If you're going to be checking many bags, you might want to look at their Trial Preferred "challenge".  Basically, you pay a fee ($215 after taxes) and you get elite status for 90 days (which means you and everyone flying with you get 2 free bags).  If you fly enough miles (7500+) during the 90 days, you get to keep the status for the next year or so.  You can only do this once every 2 years.


----------



## Anne S (Nov 6, 2010)

Don't pack a suitcase full of food. You can buy a lot of snacks and juice boxes for the $25 you save. When we travel I bring coffee, tea, sugar, salt/pepper, condiments (stock up on those little packets of mustard, ketchup and mayo when you take the little angels to Mickey D.'s ...) in addition to coffee filters, plastic/aluminum wrap, and some paper towels (not the whole roll). These items can go into a carry-on, or in a checked suitcase. And of course snacks can go in a carry-on.


----------



## carolinept (Nov 6, 2010)

THank you all for your time and detailed responses.  I need to look more closely at USAir's policy, I think I misread it.  Better to find out now.  Michael, thanks for the information on the program, I'm going to check it out.


----------



## memereDoris (Nov 7, 2010)

If you travel with food items you could have a problem with customs.  I was held up at customs for over an hour in February because of coffee and peanut butter that I had in my suitcase.  Our plane landed at the same time as a plane from Mexico and the luggage was thoroughly searched for drugs.  This will be the last time I try to bring food across a border.  I didn't think that a jar (very small) of coffee would be such an issue.  

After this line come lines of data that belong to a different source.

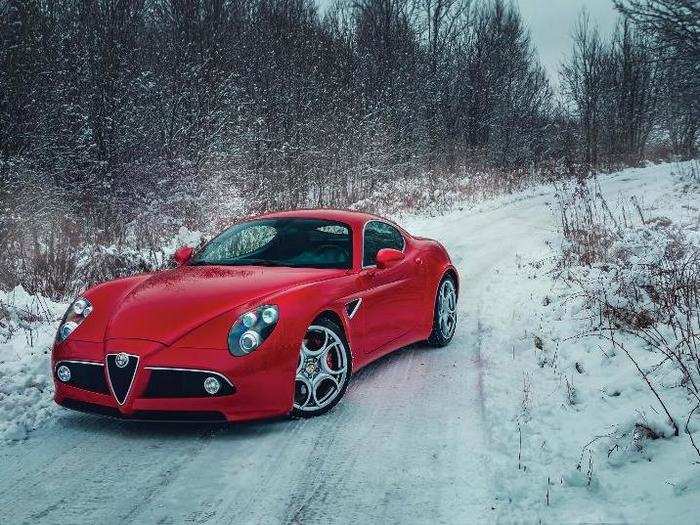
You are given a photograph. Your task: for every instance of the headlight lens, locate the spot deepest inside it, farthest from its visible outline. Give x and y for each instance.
(76, 314)
(251, 329)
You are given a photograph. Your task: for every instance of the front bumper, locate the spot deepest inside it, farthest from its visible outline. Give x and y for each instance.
(256, 386)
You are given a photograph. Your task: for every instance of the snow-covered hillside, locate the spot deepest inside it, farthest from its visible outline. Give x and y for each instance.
(520, 419)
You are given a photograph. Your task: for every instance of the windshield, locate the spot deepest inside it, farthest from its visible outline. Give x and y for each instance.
(294, 242)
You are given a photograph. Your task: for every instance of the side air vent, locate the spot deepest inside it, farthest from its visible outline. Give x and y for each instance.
(352, 307)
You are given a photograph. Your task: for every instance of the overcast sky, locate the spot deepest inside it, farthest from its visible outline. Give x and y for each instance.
(550, 23)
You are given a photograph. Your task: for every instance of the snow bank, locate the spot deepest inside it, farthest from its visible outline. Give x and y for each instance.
(28, 324)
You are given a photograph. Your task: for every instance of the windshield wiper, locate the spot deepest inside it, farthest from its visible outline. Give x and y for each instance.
(237, 262)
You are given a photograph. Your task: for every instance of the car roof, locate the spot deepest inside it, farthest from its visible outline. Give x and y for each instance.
(347, 216)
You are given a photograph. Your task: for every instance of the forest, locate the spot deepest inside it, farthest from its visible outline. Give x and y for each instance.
(122, 120)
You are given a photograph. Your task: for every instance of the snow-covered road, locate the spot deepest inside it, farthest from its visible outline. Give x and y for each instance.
(423, 435)
(408, 443)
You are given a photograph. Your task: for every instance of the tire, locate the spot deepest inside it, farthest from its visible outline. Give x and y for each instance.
(324, 369)
(444, 315)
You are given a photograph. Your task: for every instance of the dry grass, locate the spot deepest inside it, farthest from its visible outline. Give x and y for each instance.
(640, 275)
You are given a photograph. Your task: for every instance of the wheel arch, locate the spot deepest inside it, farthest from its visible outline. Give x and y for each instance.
(451, 272)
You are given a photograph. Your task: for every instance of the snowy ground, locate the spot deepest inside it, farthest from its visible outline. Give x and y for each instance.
(483, 430)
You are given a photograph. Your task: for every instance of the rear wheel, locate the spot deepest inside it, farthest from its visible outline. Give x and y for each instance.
(323, 371)
(445, 316)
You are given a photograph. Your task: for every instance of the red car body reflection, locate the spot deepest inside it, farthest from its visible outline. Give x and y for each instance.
(179, 319)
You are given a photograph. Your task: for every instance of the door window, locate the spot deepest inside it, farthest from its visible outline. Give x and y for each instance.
(379, 235)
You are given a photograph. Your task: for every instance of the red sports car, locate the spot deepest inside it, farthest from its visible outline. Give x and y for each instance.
(269, 318)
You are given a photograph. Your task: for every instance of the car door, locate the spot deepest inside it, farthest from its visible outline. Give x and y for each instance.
(390, 296)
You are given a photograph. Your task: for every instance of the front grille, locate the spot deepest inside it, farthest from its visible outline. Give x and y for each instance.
(85, 375)
(121, 377)
(169, 382)
(145, 415)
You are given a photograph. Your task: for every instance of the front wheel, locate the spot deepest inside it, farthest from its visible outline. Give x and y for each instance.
(445, 316)
(323, 371)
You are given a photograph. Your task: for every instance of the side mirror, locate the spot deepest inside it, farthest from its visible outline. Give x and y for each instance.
(183, 255)
(388, 257)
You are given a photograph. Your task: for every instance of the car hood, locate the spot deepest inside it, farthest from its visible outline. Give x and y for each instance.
(165, 306)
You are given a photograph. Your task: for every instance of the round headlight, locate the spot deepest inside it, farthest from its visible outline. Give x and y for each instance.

I would rather have spent that hour shopping for food than having to spend the time at customs.


----------



## Bucky (Nov 7, 2010)

Agree with the earlier poster who brought up Ling & Sons.  Here's the link to their website if you're interested.


----------



## carolinept (Nov 7, 2010)

memereDoris said:


> If you travel with food items you could have a problem with customs.  I was held up at customs for over an hour in February because of coffee and peanut butter that I had in my suitcase.  Our plane landed at the same time as a plane from Mexico and the luggage was thoroughly searched for drugs.  This will be the last time I try to bring food across a border.  I didn't think that a jar (very small) of coffee would be such an issue.
> 
> I would rather have spent that hour shopping for food than having to spend the time at customs.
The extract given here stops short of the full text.